When they parked alongside a row of shops near Mercer and Eleventh, Roger noticed a young man sticking large block letters—R-O-G—in a window and slowly registered exactly where they were before following Annie into his new campaign headquarters. Close to twenty people were stacking signs, stuffing envelopes and answering landlines and cell phones in a cluttered space the size of a studio apartment. It wasn’t so much the commotion on his behalf that excited him as the mix of volunteers in their twenties and eighties. Someone shouted his name, and everybody’s attention swiveled toward him.
After disjointed applause, he asked everyone what exactly they thought they were doing here and then worked the room, greeting the smooth-skinned college kids first. “Extra credit?” he said. They nodded, and he laughed.
“We could’ve picked any campaign, though,” a girl with jagged bangs explained.
“Why mine?”
“You seem honest,” said an earringed boy with an armful of Morgan for Mayor yard signs. “We hope you’ll talk on campus.”
“Definitely,” Roger told him, then turned to the older ladies, careful not to say Nice to meet you in case he simply hadn’t placed them yet. Finally, he got to the large gray woman filling envelopes behind a desk. The familiar empathy in her baggy eyes made him suspect she knew him well.
“So how the hell are you?” he asked.
She rose gingerly and shuffled heavily around the desk as the commotion resumed around them. “You don’t recognize me, do you?” she said softly, before wrapping her arms around him and squeezing.
She smelled like almonds and dead leaves. He knew he’d slept with her, but when? Her name began with D, for sure. Diane? Diana? Denise? He held on, stalling.
SHRONTZ READ HELEN’S story pitch, glanced back at the draft, then at the pitch again. It was all she could do to resist reading it aloud to him. He was painfully slow most mornings, slogging, she suspected, through pharmaceutical hangovers. Finally, he walked by, heading to the morning meeting, and mumbled, “Pretty close on the reporting?”
“Yeah, I need to double-check quite a few things and talk to several more people and see what Lundberg has for me and so on, but what I
really need is a sit-down with him.”
He yawned. “Think you could file by late Wednesday?”

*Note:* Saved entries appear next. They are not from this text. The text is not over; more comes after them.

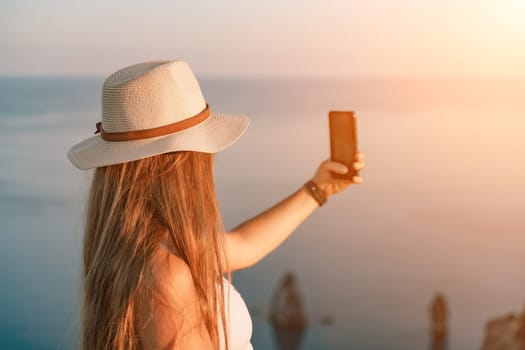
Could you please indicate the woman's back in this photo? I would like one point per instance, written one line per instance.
(164, 323)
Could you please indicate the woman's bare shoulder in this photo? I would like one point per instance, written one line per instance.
(176, 321)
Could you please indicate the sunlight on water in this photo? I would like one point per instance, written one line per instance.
(441, 207)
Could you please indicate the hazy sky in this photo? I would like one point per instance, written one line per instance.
(266, 38)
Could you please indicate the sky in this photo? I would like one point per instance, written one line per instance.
(271, 38)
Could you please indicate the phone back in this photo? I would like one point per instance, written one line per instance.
(343, 140)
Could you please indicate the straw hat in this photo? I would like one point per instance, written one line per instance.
(152, 108)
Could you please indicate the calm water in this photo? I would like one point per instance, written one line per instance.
(441, 207)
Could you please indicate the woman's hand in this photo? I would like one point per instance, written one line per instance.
(325, 179)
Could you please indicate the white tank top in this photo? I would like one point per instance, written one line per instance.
(239, 321)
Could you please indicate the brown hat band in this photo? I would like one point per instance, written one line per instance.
(154, 132)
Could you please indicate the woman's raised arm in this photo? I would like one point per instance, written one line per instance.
(255, 238)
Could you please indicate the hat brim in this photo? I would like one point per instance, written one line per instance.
(214, 134)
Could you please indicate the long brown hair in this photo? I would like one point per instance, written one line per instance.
(131, 208)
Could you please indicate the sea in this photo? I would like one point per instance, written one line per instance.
(441, 208)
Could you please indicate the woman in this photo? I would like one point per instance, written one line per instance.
(155, 251)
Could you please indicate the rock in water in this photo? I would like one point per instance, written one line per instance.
(287, 314)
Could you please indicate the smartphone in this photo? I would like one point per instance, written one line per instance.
(343, 141)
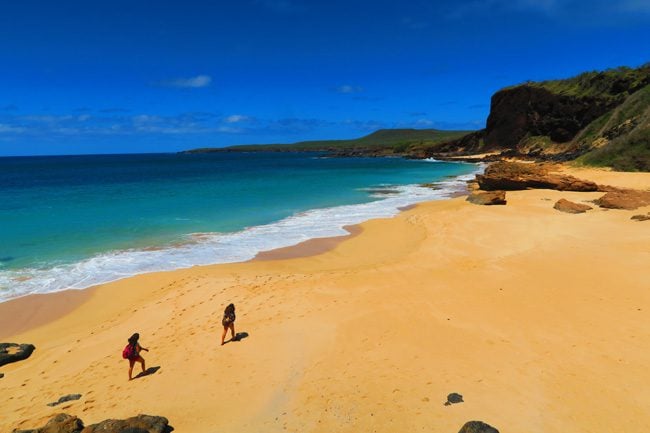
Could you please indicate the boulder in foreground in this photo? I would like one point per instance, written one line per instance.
(635, 218)
(64, 423)
(477, 427)
(12, 352)
(487, 198)
(512, 176)
(60, 423)
(564, 205)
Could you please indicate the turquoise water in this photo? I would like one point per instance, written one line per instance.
(75, 221)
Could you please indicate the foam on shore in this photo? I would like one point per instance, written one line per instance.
(215, 248)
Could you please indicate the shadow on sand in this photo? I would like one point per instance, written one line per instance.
(149, 371)
(238, 337)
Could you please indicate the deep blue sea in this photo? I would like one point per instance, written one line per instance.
(76, 221)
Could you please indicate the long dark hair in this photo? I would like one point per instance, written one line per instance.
(133, 340)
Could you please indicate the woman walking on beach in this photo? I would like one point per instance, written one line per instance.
(132, 353)
(228, 322)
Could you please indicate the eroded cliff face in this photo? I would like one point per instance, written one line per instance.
(601, 117)
(525, 111)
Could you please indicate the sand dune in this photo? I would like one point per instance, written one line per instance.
(538, 318)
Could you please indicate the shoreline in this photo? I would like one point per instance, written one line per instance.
(533, 315)
(382, 208)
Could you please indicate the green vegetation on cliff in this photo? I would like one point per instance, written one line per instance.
(621, 138)
(614, 83)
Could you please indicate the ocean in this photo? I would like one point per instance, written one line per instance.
(77, 221)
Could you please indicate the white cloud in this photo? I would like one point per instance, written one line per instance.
(188, 83)
(348, 89)
(635, 6)
(236, 118)
(9, 129)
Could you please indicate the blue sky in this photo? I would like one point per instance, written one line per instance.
(133, 76)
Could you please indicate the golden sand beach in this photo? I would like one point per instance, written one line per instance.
(540, 319)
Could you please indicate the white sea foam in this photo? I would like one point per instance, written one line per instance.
(212, 248)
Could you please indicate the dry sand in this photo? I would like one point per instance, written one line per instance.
(538, 318)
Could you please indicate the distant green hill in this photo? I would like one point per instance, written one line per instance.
(596, 118)
(381, 142)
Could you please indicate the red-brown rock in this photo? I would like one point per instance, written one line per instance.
(628, 199)
(567, 206)
(517, 176)
(487, 198)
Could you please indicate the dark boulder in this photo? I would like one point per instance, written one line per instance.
(61, 423)
(477, 427)
(136, 424)
(635, 218)
(454, 398)
(517, 176)
(567, 206)
(64, 423)
(65, 398)
(487, 198)
(12, 352)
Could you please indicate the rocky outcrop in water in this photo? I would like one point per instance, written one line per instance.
(64, 423)
(564, 205)
(12, 352)
(512, 176)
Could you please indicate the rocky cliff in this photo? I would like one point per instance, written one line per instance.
(602, 117)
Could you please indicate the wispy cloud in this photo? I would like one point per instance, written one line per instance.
(634, 6)
(279, 6)
(237, 118)
(10, 129)
(187, 83)
(114, 110)
(601, 12)
(347, 89)
(414, 24)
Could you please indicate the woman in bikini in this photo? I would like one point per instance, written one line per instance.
(228, 322)
(135, 354)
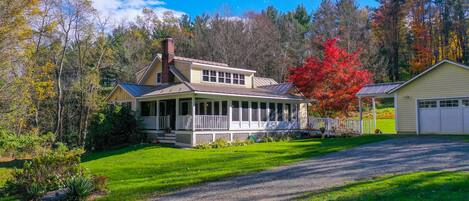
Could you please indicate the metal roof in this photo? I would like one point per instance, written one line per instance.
(137, 90)
(263, 81)
(281, 88)
(381, 89)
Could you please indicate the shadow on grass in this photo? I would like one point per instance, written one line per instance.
(90, 156)
(415, 186)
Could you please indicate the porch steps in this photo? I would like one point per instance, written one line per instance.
(168, 138)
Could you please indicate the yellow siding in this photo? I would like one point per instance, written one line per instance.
(184, 68)
(120, 95)
(303, 115)
(151, 76)
(446, 80)
(197, 77)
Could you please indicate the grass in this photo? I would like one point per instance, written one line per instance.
(429, 186)
(136, 173)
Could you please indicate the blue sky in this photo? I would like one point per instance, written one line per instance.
(239, 7)
(127, 10)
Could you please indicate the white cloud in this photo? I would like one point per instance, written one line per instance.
(128, 10)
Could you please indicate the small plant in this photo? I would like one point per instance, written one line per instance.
(79, 188)
(99, 183)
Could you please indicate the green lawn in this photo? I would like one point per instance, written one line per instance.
(135, 173)
(428, 186)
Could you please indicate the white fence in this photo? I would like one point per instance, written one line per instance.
(334, 126)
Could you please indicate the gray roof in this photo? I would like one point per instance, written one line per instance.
(381, 89)
(281, 88)
(242, 91)
(165, 89)
(263, 81)
(137, 90)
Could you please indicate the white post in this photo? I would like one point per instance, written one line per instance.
(230, 107)
(374, 111)
(360, 109)
(249, 113)
(157, 115)
(193, 113)
(177, 113)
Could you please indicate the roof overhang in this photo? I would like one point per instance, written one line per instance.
(427, 71)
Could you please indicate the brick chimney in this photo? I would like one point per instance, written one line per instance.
(168, 58)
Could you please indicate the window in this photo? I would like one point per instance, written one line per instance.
(245, 111)
(254, 111)
(235, 110)
(465, 102)
(241, 79)
(184, 108)
(221, 77)
(224, 108)
(271, 111)
(228, 78)
(449, 103)
(235, 78)
(216, 108)
(279, 111)
(202, 108)
(205, 75)
(263, 112)
(209, 108)
(158, 78)
(427, 104)
(213, 76)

The earlier she turned the story in the more time everyone would have to tinker and second-guess. But wanting Friday A-1 and needing Shrontz in her corner, she bobbed her head.

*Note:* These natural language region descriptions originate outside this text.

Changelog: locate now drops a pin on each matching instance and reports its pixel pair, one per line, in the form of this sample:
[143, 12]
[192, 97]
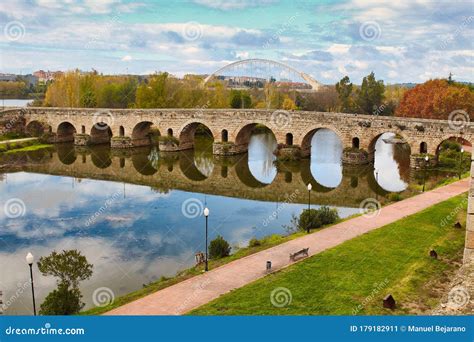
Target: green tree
[240, 99]
[62, 301]
[344, 91]
[370, 95]
[69, 266]
[219, 248]
[153, 94]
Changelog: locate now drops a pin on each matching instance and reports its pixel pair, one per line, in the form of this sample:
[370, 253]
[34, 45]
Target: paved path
[17, 140]
[194, 292]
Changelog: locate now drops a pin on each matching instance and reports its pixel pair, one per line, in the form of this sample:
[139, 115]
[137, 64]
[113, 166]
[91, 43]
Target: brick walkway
[192, 293]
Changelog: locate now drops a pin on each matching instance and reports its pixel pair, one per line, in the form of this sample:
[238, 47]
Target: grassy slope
[393, 259]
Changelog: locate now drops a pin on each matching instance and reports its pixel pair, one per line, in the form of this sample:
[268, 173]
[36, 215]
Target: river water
[137, 215]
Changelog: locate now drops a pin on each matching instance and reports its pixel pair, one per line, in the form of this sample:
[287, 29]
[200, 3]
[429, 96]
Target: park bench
[303, 252]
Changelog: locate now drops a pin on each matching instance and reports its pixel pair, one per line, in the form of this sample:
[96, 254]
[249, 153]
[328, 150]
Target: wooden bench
[303, 252]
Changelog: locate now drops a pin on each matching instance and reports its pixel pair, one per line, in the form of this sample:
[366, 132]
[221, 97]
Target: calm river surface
[136, 215]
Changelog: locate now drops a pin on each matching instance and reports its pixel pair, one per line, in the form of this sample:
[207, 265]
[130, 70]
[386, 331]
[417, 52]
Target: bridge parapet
[233, 126]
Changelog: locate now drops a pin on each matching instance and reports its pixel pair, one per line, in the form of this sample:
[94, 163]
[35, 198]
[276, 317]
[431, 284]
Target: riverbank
[354, 277]
[265, 243]
[250, 268]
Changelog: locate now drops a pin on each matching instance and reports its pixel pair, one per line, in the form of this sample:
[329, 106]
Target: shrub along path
[197, 291]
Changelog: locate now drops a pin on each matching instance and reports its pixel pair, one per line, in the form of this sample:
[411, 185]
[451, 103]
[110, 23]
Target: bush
[312, 219]
[309, 219]
[327, 215]
[451, 145]
[394, 196]
[62, 301]
[254, 242]
[219, 248]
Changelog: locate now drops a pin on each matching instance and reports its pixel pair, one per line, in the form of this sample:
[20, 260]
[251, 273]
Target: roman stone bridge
[231, 129]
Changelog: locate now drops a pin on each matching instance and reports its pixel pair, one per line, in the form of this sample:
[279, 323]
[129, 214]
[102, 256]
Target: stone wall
[301, 125]
[469, 248]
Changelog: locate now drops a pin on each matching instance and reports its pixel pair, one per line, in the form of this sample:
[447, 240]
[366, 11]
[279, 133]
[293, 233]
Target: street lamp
[427, 159]
[29, 259]
[460, 162]
[309, 206]
[206, 214]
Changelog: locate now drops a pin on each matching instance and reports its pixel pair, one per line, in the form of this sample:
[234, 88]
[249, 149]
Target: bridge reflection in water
[254, 175]
[143, 233]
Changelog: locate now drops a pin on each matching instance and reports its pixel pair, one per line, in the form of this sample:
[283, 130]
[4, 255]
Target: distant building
[45, 76]
[30, 80]
[7, 77]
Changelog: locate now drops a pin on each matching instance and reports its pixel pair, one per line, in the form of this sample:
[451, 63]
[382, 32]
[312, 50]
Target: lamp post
[309, 206]
[377, 181]
[427, 159]
[206, 214]
[460, 162]
[29, 259]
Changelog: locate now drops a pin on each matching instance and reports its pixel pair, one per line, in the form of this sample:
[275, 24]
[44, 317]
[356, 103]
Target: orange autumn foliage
[435, 99]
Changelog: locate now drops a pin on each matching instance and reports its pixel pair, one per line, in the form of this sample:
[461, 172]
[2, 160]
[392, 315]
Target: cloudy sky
[401, 41]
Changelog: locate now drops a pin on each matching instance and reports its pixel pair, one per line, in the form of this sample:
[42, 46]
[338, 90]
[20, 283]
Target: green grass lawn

“Put in another call to his campaign,” he muttered, as if the idea hadn’t occurred to her.
A half hour later, a fully awake Shrontz rushed out of the meeting. “We’re running it tomorrow.”
“Tomorrow?” Helen’s eyes widened. “No, I—”
“We’re in a competitive market here,” he said, no doubt parroting higher-ranked editors. “All barrels.”
“What?”
He turned his hands into fake guns and pointed them at her. “All barrels blazing. And everything we know,” he added, “about Mr. Seattle.”
“Wait. I’ve at least got to talk to him, because it’s still not even—”
“Birnbaum loves it. Marguerite really loves it. Everyone does.”
“That’s a draft. There’s still a lot of reporting. I mean—”
“You just said you were pretty close,” he reminded her. “Competitive market,” he repeated, hustling toward his desk. “Give Morgan a deadline.”
Helen walked as slowly as she could to the drinking fountain and back. Tomorrow? She glanced at the first page of her draft again. A daring premise thin on facts. When the words started to blur, she looked up and saw the backlit silhouette of Marguerite strutting toward her, blowing imaginary smoke off the tips of her index fingers.
HELEN AND A SCRUM of reporters, photographers and TV crews followed Morgan and his volunteers—armed with campaign flyers, yard signs and dog biscuits—through the Phinney Ridge neighborhood, north of downtown.